# Question about Bodymax adjustable Dumbbells..



## james.connnor05 (9 mo ago)

Hi guys.. 
Just joined. 
Quick question for anyone who uses Bodymax adjustable Dumbbells. Do you ever have a problem with plates falling out?


----------



## Ironpump86 (9 mo ago)

james.connnor05 said:


> Hi guys..
> Just joined.
> Quick question for anyone who uses Bodymax adjustable Dumbbells. Do you ever have a problem with plates falling out?


Yes had that problem so switched to Ironmaster dumbell’s which are amazing.


----------



## james.connnor05 (9 mo ago)

Thanks for responding. I guess there was no way of fixing the issue?


----------



## Ironpump86 (9 mo ago)

james.connnor05 said:


> Thanks for responding. I guess there was no way of fixing the issue?

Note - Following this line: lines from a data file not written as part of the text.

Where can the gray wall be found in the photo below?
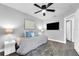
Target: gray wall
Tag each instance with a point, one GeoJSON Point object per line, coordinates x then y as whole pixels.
{"type": "Point", "coordinates": [76, 31]}
{"type": "Point", "coordinates": [57, 35]}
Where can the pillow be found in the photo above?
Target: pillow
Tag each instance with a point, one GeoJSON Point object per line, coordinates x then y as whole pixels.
{"type": "Point", "coordinates": [30, 34]}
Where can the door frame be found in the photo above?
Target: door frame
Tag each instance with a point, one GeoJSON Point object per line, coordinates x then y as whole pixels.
{"type": "Point", "coordinates": [69, 18]}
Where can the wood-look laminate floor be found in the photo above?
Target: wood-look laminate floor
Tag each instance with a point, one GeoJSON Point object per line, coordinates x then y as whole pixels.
{"type": "Point", "coordinates": [52, 48]}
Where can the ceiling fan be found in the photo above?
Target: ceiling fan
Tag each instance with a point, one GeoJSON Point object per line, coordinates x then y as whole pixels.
{"type": "Point", "coordinates": [44, 8]}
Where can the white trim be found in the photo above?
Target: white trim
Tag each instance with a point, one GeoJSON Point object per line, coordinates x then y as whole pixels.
{"type": "Point", "coordinates": [1, 50]}
{"type": "Point", "coordinates": [57, 40]}
{"type": "Point", "coordinates": [65, 19]}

Not really, they are a first gen style of adjustable dumbell so they will always have problems, get yourself some Ironmaster dumbells you’ll never look back.


----------



## Brian Multigym (Oct 2, 2021)

Welcome to the forum.


----------



## james.connnor05 (9 mo ago)

Cheers.. I shall look in to them.


----------



## vlb (Oct 20, 2008)

i have some mate and they havent started to fall out yet






this relative?


----------



## vlb (Oct 20, 2008)

or this


----------



## james.connnor05 (9 mo ago)

vlb said:


> i have some mate and they havent started to fall out yet
> 
> 
> 
> ...


Those are the BowFlex dumbbells. I'm waiting for a response from Bodymax manufacturers.


----------



## vlb (Oct 20, 2008)

james.connnor05 said:


> Those are the BowFlex dumbbells. I'm waiting for a response from Bodymax manufacturers.


ok mate, i think they will mostly work on the same technology or engineering so it may have applied.

good luck with the manufacturer


----------